Rescue of lethal hepatic failure by hepatized lymph nodes in mice.

BACKGROUND & AIMS: Hepatocyte transplantation is a potential therapeutic approach for liver disease. However, most patients with chronic hepatic damage have cirrhosis and fibrosis, which limit the potential for cell-based therapy of the liver. The development of an ectopic liver as an additional site of hepatic function represents a new approach for patients with end-stage liver disease. We investigated the development and function of liver tissue in lymph nodes in mice with liver failure.

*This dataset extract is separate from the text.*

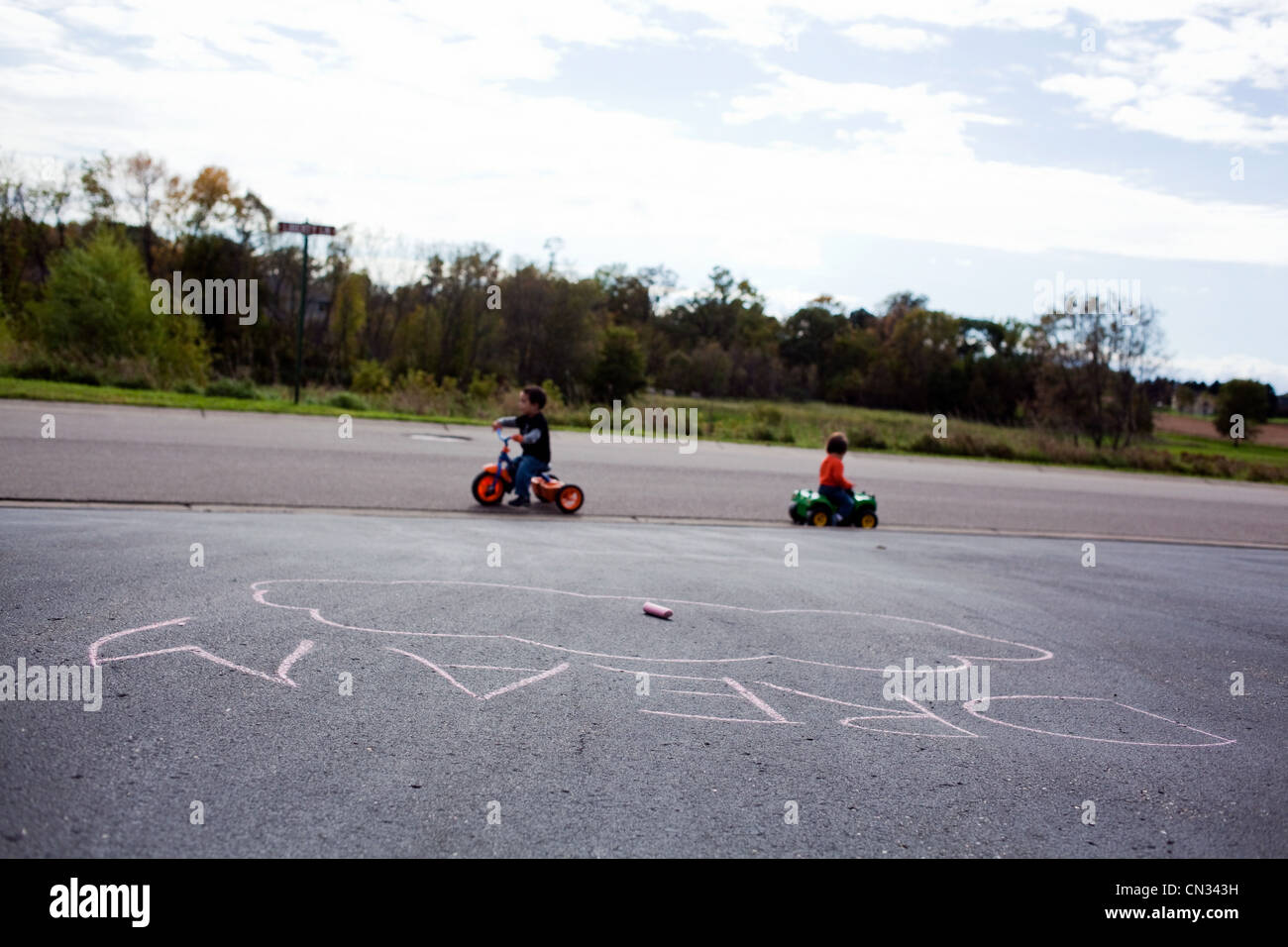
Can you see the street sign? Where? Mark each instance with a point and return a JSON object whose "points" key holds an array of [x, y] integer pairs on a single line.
{"points": [[305, 228]]}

METHODS: Hepatocytes were isolated from 8- to 12-week-old mice and transplanted by intraperitoneal injection into 8- to 12-week-old fumarylacetoacetate hydrolase mice (Fah(-/-)), a model of the human liver disease tyrosinemia type I. Survival was monitored and the locations and functions of the engrafted liver cells were determined.
RESULTS: Lymph nodes of Fah(-/-) mice were colonized by transplanted hepatocytes; Fah(+) hepatocytes were detected adjacent to the CD45(+) lymphoid cells of the lymphatic system. Ten weeks after transplantation, these mice had substantial improvements in serum levels of transaminases, bilirubin, and amino acids. Homeostatic expansion of donor hepatocytes in lymph nodes rescued the mice from lethal hepatic failure.
CONCLUSIONS: Functional ectopic liver tissue in lymph nodes rescues mice from lethal hepatic disease; lymph nodes therefore might be used as sites for hepatocyte transplantation.